AUTHOR=Li Xiao-Lei , Adi Dilare , Zhao Qian , Aizezi Aibibanmu , Keremu Munawaer , Li Yan-Peng , Liu Fen , Ma Xiang , Li Xiao-Mei , Azhati Adila , Ma Yi-Tong TITLE=Development and validation of nomogram for unplanned ICU admission in patients with dilated cardiomyopathy JOURNAL=Frontiers in Cardiovascular Medicine VOLUME=10 YEAR=2023 URL=https://www.frontiersin.org/journals/cardiovascular-medicine/articles/10.3389/fcvm.2023.1043274 DOI=10.3389/fcvm.2023.1043274 ISSN=2297-055X ABSTRACT=Objective

Unplanned admission to the intensive care unit (ICU) is the major in-hospital adverse event for patients with dilated cardiomyopathy (DCM). We aimed to establish a nomogram of individualized risk prediction for unplanned ICU admission in DCM patients.

Methods

A total of 2,214 patients diagnosed with DCM from the First Affiliated Hospital of Xinjiang Medical University from January 01, 2010, to December 31, 2020, were retrospectively analyzed. Patients were randomly divided into training and validation groups at a 7:3 ratio. The least absolute shrinkage and selection operator and multivariable logistic regression analysis were used for nomogram model development. The area under the receiver operating characteristic curve, calibration curves, and decision curve analysis (DCA) were used to evaluate the model. The primary outcome was defined as unplanned ICU admission.

Results

A total of 209 (9.44%) patients experienced unplanned ICU admission. The variables in our final nomogram included emergency admission, previous stroke, New York Heart Association Class, heart rate, neutrophil count, and levels of N-terminal pro b-type natriuretic peptide.
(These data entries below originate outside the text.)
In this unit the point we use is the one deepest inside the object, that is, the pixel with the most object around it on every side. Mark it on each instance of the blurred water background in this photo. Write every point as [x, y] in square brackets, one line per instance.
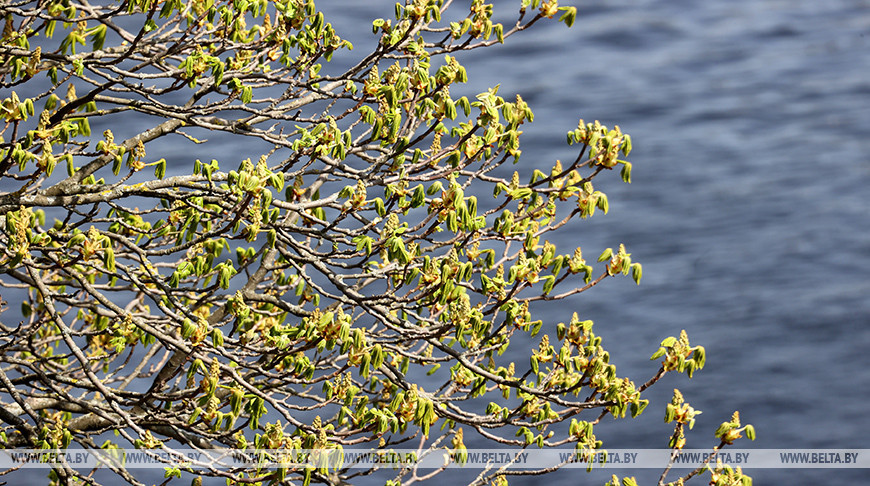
[748, 207]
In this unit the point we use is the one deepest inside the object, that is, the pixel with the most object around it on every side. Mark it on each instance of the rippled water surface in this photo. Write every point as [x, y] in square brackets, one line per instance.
[749, 206]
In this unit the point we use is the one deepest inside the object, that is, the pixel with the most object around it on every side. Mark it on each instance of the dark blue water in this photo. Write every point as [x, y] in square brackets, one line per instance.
[749, 208]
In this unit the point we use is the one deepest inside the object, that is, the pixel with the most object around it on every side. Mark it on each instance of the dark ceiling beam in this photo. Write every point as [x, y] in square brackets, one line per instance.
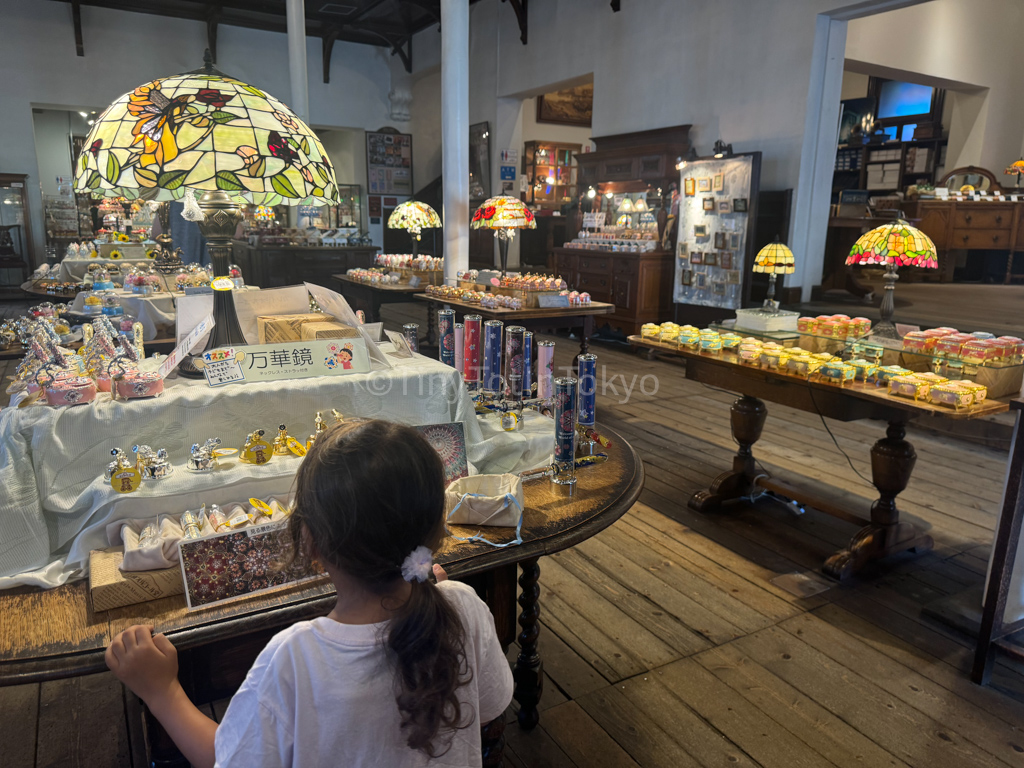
[76, 15]
[519, 6]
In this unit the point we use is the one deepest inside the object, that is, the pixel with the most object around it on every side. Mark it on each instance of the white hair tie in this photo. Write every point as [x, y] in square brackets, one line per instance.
[419, 564]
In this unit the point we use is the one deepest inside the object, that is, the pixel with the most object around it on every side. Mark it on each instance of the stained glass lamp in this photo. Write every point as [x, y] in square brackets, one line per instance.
[894, 245]
[414, 216]
[775, 258]
[504, 214]
[1016, 169]
[204, 133]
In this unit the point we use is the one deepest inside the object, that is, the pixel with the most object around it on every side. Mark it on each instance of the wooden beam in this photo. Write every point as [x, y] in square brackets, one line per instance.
[76, 14]
[519, 6]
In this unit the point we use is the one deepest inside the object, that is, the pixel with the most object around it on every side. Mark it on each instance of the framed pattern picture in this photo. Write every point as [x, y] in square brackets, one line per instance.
[389, 163]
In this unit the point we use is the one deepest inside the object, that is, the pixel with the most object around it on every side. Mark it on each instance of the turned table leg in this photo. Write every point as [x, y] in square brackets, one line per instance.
[528, 668]
[892, 462]
[748, 419]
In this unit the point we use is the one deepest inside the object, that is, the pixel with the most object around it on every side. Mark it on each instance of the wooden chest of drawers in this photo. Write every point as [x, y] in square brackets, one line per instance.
[638, 284]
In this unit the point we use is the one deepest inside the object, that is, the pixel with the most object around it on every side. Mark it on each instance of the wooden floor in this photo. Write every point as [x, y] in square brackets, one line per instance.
[670, 639]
In the training group, the nomogram showed good calibration (Hosmer–Lemeshow χ2 = 14.40, P = 0.07) and good discrimination, with an optimal-corrected C-index of 0.76 (95% confidence interval: 0.72–0.80). DCA confirmed the clinical net benefit of the nomogram model, and the nomogram maintained excellent performances in the validation group.

Conclusion

This is the first risk prediction model for predicting unplanned ICU admission in patients with DCM by simply collecting clinical information. This model may assist physicians in identifying individuals at a high risk of unplanned ICU admission for DCM inpatients.